Published on October 19, 2009 at 9:20 AM · No Comments

A hospital that is using RapidArc radiotherapy to treat cancers of the head & neck and cervix is announcing it will be expanding its use for treatment of other cancers. Yashoda Cancer Institute in Hyderabad has found it can deliver image-guided, intensity modulated radiotherapy (IMRT) faster and more precisely using the RapidArc technology from Varian Medical Systems (NYSE: VAR).

"We were very excited to become the first hospital in India to introduce RapidArc treatments earlier this year and the results so far give us great satisfaction," says Dheeraj Gorukanti, chief executive officer of Yashoda Hospitals Group. "We believe it has the potential to be better than conventional IMRT treatments for many cases of cancer and going forward our clinical team intends to use RapidArc on a majority of patients."

"RapidArc provides highly conformal dose distributions which can be delivered very quickly," said Dr. G Surender Rao, executive director at Yashoda Cancer Institute, which has now delivered more than 100 treatments with the new technology. "The majority of patients we have treated with RapidArc to date have been head & neck and cervical cancer patients.

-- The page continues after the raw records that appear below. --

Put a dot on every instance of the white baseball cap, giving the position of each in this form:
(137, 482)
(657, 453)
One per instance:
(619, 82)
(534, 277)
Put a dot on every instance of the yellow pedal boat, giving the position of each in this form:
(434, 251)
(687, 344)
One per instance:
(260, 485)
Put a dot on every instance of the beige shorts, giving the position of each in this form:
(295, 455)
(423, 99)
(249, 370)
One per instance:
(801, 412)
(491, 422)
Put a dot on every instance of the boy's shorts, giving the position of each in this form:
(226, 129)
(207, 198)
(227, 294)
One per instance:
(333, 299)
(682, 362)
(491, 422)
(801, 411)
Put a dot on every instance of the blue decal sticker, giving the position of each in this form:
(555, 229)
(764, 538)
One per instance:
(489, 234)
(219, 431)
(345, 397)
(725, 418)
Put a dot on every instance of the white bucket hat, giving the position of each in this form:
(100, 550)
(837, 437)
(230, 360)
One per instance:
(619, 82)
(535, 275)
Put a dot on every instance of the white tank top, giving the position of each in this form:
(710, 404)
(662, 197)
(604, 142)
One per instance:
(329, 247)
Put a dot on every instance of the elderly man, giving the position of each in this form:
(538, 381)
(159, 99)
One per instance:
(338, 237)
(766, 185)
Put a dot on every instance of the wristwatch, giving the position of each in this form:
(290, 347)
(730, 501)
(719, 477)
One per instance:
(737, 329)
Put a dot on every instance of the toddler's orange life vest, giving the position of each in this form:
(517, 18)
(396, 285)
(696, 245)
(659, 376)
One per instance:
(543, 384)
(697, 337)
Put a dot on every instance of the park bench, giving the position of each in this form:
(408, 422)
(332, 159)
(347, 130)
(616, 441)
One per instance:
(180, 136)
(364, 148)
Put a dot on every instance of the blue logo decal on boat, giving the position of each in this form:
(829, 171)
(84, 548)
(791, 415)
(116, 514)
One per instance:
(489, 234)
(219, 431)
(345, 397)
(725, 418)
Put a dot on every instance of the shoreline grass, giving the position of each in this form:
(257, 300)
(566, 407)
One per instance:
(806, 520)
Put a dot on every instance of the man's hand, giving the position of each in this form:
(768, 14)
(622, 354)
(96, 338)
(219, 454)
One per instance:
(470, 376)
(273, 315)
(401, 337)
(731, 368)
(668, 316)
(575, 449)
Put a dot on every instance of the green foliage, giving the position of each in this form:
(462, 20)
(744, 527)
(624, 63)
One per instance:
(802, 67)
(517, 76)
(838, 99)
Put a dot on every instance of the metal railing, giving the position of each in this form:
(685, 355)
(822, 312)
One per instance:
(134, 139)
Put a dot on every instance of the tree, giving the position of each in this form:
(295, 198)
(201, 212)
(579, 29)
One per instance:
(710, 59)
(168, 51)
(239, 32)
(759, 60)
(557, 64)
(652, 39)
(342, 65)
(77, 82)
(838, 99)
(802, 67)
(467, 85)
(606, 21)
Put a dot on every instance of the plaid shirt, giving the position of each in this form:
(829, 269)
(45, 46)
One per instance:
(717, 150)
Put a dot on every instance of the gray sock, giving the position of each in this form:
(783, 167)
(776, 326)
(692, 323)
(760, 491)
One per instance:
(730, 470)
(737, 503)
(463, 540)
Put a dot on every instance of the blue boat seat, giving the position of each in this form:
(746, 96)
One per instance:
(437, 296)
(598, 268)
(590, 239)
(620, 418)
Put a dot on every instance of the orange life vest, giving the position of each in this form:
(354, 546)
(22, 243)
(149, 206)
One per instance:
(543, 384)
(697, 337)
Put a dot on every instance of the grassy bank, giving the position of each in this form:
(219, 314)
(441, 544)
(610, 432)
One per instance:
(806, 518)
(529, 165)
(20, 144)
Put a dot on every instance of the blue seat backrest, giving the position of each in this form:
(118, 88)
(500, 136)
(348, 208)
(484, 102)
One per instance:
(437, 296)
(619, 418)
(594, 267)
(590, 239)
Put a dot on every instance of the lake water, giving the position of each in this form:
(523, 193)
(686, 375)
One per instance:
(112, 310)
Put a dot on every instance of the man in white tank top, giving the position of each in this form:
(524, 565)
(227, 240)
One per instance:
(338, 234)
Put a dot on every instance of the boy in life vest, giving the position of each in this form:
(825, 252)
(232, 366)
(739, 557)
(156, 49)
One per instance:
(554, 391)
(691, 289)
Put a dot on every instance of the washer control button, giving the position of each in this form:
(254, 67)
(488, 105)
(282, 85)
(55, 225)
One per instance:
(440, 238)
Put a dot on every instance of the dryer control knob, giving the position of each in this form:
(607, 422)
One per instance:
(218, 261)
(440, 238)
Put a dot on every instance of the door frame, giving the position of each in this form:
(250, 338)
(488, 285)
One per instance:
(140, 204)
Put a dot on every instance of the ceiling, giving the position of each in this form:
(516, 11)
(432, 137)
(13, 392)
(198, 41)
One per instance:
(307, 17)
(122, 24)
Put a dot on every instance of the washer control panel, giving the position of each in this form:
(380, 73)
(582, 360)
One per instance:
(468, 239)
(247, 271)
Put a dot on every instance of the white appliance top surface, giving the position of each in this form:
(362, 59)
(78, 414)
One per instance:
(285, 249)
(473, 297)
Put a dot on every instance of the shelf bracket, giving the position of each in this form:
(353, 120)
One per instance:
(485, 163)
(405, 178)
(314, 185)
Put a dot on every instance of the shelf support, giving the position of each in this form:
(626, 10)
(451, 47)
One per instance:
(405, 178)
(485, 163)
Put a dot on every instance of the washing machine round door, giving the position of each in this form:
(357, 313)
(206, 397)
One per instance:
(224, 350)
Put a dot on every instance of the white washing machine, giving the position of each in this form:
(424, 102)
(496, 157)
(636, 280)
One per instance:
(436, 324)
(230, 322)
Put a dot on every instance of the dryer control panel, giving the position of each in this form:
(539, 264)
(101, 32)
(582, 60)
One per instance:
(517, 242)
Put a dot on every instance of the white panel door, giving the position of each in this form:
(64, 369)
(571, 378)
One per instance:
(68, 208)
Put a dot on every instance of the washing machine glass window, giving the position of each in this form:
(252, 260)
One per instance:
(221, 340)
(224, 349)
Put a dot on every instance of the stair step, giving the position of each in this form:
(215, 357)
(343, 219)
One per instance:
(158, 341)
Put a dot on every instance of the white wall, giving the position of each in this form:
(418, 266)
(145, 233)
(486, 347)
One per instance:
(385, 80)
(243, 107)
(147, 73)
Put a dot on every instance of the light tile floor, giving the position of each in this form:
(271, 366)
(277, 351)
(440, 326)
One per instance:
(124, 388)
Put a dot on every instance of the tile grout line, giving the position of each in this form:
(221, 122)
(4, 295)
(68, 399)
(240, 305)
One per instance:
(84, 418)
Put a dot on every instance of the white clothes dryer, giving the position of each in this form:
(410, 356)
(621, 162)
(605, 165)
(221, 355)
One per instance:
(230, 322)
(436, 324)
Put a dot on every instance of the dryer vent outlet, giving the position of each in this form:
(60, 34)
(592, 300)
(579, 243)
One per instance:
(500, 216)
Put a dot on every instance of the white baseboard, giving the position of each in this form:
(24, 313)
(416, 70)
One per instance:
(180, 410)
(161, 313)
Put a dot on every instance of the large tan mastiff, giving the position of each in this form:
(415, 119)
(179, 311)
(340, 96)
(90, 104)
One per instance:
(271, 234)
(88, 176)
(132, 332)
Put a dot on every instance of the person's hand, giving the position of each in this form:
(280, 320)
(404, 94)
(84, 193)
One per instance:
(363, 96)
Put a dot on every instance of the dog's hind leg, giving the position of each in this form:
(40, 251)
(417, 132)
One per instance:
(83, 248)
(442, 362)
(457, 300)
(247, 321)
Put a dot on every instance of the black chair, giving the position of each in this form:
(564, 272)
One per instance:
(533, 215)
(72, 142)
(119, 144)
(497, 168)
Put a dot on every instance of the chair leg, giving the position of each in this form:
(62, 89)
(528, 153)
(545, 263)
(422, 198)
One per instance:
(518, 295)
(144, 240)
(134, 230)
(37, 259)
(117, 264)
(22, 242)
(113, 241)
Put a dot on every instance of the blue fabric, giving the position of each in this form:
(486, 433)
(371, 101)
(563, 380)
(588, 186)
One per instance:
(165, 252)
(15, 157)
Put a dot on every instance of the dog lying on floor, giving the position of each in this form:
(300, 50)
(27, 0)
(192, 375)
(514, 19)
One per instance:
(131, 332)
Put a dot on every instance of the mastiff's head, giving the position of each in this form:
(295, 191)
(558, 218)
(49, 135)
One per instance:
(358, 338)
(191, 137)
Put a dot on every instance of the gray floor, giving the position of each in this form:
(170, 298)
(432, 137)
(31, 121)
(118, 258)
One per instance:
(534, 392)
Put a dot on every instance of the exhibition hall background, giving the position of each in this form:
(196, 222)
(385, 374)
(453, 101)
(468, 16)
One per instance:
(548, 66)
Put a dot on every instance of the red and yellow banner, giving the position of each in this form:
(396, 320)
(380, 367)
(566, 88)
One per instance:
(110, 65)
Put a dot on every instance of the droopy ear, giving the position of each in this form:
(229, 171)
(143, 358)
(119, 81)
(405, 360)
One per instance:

Cervical cancer is the number one indication for women in India but treating it with standard radiotherapy or brachytherapy is sometimes time-consuming. RapidArc gives highly conformal dose distributions which can be delivered in a very short space of time, enhancing patient comfort and offering a high quality treatment."

RapidArc delivers a precise and efficient treatment in single or multiple arcs of the treatment machine around the patient and makes it possible to deliver image-guided intensity modulated radiotherapy (IMRT) two to eight times faster than is possible with conventional IMRT. Faster treatments allow for greater precision, since there is less chance of patient or tumor movement during treatment delivery and, with less time on the treatment couch, also allow for greater patient comfort. Conventional IMRT treatments are slower and more difficult for radiotherapy radiographers because they target tumors using a complex sequence of fixed beams from multiple angles.